I would like to resurrect a previous quote from Alexander Fraser Tytler, Lord Woodhouselee:

A democracy is always temporary in nature; it simply cannot exist as a permanent form of government. A democracy will continue to exist up until the time that voters discover that they can vote themselves generous gifts from the public treasury. From that moment on, the majority always votes for the candidates who promise the most benefits from the public treasury, with the result that every democracy will finally collapse due to loose fiscal policy, which is always followed by a dictatorship.
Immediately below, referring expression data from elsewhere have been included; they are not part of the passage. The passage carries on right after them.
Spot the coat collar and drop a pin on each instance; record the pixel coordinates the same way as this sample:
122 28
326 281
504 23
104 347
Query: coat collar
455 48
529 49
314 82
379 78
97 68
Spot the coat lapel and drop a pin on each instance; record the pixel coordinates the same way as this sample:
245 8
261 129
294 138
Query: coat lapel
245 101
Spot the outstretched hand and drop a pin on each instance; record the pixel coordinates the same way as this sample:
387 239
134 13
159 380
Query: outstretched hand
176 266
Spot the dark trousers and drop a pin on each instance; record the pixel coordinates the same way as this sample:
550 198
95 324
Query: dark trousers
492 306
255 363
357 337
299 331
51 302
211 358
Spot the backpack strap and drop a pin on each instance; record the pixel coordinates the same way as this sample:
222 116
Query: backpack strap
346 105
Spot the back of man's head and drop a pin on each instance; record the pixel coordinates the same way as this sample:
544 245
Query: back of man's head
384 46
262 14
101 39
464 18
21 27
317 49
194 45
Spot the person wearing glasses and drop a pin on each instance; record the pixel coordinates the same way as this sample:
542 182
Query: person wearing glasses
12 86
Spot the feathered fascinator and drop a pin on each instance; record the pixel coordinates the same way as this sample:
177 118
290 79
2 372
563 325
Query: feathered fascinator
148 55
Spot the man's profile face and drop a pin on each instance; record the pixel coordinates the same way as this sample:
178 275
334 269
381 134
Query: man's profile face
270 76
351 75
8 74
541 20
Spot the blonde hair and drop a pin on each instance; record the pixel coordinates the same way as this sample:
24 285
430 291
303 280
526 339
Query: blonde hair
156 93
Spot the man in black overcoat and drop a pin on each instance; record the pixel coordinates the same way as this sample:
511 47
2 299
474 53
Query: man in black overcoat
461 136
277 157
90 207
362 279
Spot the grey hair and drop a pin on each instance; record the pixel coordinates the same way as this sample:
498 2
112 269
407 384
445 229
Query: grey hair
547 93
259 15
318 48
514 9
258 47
The average age of the world's greatest civilizations from the beginning of history has been about 200 years. During those 200 years, these nations always progressed through the following sequence:
From Bondage to spiritual faith;
From spiritual faith to great courage;
From courage to liberty;
From liberty to abundance;
From abundance to complacency;
From complacency to apathy;
From apathy to dependence;
From dependence back into bondage.

Did you catch that phrase? "From that moment on, the majority always votes for the candidates who promise the most benefits from the public treasury..." If that doesn't fit our current state, I don't know what does. We have moved from apathy to dependence. It just leaves me with a couple of questions: How much longer do we have? Can it be turned around? Should it be turned around?